The microbes that inhabit the human gut are thought to be responsible for many things, affecting our health, our genes, and even our emotions.
Scientists are continually making new discoveries about the scale and influence of the human microbiome, but the latest evidence is particularly startling: this thriving bacterial kingdom might not be alone, but could be linked to a separate "human brain microbiome" that resides in your head.
The findings, which are only preliminary at this stage, were recently presented at a poster session at the Neuroscience 2018 annual meeting by researchers from the the University of Alabama in Birmingham.
It's worth mentioning that up front, because these types of scientific presentations are often geared towards sharing results from new or ongoing research that may not have been peer-reviewed by other scientists yet - which is the case here.
The reason that's important is because so far we're still learning how gut microbiota can influence brain function and behaviour, and the new suggestion – that the human brain has its own microbiome population – could be a landmark finding if it can be confirmed in future study.
"This is the hit of the week," neuroscientist Ronald McGregor from the University of California, Los Angeles, who was not involved in the research, told Science.
"It's like a whole new molecular factory [in the brain] with its own needs. … This is mind-blowing."
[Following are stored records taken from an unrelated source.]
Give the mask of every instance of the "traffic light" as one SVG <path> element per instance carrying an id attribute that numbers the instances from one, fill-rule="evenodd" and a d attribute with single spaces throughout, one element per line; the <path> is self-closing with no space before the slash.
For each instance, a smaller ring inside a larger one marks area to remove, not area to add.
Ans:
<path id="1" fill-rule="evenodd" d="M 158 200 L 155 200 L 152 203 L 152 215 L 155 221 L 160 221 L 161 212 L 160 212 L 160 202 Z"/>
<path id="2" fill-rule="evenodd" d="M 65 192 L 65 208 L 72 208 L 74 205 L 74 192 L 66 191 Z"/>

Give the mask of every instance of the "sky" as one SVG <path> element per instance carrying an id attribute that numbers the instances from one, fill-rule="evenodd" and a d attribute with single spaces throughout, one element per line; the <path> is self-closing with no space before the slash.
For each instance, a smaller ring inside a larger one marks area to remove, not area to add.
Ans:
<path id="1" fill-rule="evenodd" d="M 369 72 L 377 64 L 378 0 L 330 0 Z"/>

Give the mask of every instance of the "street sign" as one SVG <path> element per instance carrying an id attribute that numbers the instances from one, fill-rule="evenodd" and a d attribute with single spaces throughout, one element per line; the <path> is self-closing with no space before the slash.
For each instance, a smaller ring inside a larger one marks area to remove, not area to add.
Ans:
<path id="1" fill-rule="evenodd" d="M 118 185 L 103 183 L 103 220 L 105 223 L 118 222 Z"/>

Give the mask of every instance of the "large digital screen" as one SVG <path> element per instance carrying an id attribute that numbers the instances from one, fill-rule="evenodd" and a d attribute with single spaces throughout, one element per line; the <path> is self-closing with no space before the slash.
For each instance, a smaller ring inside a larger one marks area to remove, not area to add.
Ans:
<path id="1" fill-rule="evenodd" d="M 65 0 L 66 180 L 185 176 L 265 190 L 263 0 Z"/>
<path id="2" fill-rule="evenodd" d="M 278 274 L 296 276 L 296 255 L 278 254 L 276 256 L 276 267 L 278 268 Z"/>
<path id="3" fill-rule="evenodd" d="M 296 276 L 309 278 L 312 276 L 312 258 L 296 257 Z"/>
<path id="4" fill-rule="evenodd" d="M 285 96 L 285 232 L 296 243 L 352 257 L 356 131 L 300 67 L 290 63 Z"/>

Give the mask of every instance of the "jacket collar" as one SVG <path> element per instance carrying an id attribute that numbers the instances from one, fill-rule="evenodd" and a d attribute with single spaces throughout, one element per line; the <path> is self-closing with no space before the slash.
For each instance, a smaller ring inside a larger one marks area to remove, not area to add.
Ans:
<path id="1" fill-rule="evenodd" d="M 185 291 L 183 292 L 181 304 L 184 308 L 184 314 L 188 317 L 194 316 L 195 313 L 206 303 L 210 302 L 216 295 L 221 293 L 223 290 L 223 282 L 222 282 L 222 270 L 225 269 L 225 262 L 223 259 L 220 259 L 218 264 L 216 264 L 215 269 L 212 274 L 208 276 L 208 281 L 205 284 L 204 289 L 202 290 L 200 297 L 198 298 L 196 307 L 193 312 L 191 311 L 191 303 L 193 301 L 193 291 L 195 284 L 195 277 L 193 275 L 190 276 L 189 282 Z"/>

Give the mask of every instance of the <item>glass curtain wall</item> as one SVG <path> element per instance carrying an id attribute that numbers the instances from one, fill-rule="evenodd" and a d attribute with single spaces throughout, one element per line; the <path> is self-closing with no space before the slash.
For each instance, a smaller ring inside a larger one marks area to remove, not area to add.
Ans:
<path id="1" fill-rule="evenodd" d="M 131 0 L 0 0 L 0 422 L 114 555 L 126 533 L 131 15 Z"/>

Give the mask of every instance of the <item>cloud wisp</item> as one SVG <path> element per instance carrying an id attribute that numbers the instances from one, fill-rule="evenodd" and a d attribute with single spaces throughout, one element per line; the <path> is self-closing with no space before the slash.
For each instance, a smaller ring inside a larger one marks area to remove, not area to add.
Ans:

In the new research, a team led by neuroanatomist Rosalinda Roberts examined brain samples taken from 34 deceased people – about half of whom had schizophrenia, with the other half being considered healthy before they died.
"We did serial section analysis for identification and quantification," the researchers explain in their abstract.
"All cases contained bacteria in varying amounts. Bacteria were rod shaped, and contained a capsule, nucleoid, ribosomes and vacuoles."
The researchers say the density of the bacteria varied according to where it was found in the brain region, with abundant microbes in the substantia nigra, hippocampus, and prefrontal cortex.
They were also found in cells called astrocytes that are increasingly being discovered to play an important role in how neurons communicate.
As for how the bacteria got there, the researchers don't know, but Roberts speculates they could have been transported by blood vessels, finding a home in axons and at the blood brain barrier.
While the team acknowledges it's possible the microbes found their way into the brain tissue by some process of surgical contamination during postmortem operations, the way they were spread throughout the tissue might suggest otherwise.
In any case, subsequent experiments by the team found this bacterial phenomenon isn't restricted to human brains: research with mice also uncovered evidence of the brain microbiome in healthy mice, but not in a separate group of germ-free mice that were raised in isolators to be free from microorganisms.
It's definitely early days, but if future research can help explain the existence of this brain microbiome and how it affects brain cells, it could be a paradigm shift on a par with the discovery of the gut microbiome.
That would be a major step forward in neuroscience, helping cement other related findings in this area of research.
"There is much to investigate," psychiatrist Teodor Postolache from the University of Maryland in Baltimore, who wasn't involved with the study, told Science.
"I'm not very surprised that other things can live in the brain, but of course, it's revolutionary if it's so."
The findings were presented at a poster session at Neuroscience 2018, the annual meeting of the Society for Neuroscience, held in San Diego last week.